KVML founder and CEO Julia Whitehead said late Wednesday morning that the not-for-profit museum was still about $75,000 short of its goal of $1.5 million. The remaining funds must be received or pledged before midnight, she said.
The museum, which is currently homeless, signed a purchase agreement in February for a freestanding Italianate building at 543 Indiana Ave.
The museum was given 90 days to raise the funds to acquire the three-story balconied building, which was previously home to several former restaurants, including Corner Cantina, Zing and New Orleans on the Avenue. Portions of the building date to 1885, but the structure has received significant renovations and additions in the years since.
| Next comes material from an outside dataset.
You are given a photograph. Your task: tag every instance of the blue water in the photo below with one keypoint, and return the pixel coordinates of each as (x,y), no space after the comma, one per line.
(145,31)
Whitehead said Tuesday morning that she believes the museum will reach the fundraising goal, but she didn’t want people to withhold donations because they thought the campaign was a done deal.
“We’re not there yet,” she cautioned.
KVML has been housed in donated space in the Emelie Building on Senate Avenue for most of the last eight years, but its lease expired Feb. 1, prompting the museum to close Jan. 5. The museum signed a lease to move into a 6,000-square-foot building at 646 Massachusetts Ave. in late 2016 but the deal fell through five months later after a dispute with the building's owner.
Until the museum can find a permanent home, its collection of Vonnegut artifacts and memorabilia are being held for safekeeping by the Indiana State Museum and the Indiana Historical Society. Some of the items also are on display at Circle Centre mall.
Whitehead said the $1.5 million would allow the museum to buy the 10,314-square-foot building from 543 Indiana Avenue Associates LLC and pay for enough renovations to open to the public.
Museum officials have been in conversations with Ed Battista, owner of the award-winning Bluebeard restaurant in the Holy Rosary neighborhood near downtown, to open a ground-floor cafe in the building. Bluebeard took its name from one of Vonnegut’s novels.
The cafe will be called Rosewater, an ode to the Vonnegut novel “God Bless You, Mr. Rosewater, or Pearls Before Swine,” written in 1965, featuring fictional U.S. Sen. Lister Ames Rosewater of Indiana.
Whitehead said the museum raised nearly $200,000 at an April event featuring author Salman Rushdie at the Athenaeum. Comedian Lewis Black also hosted a star-studded fundraiser in New York City on May 1 that helped the cause.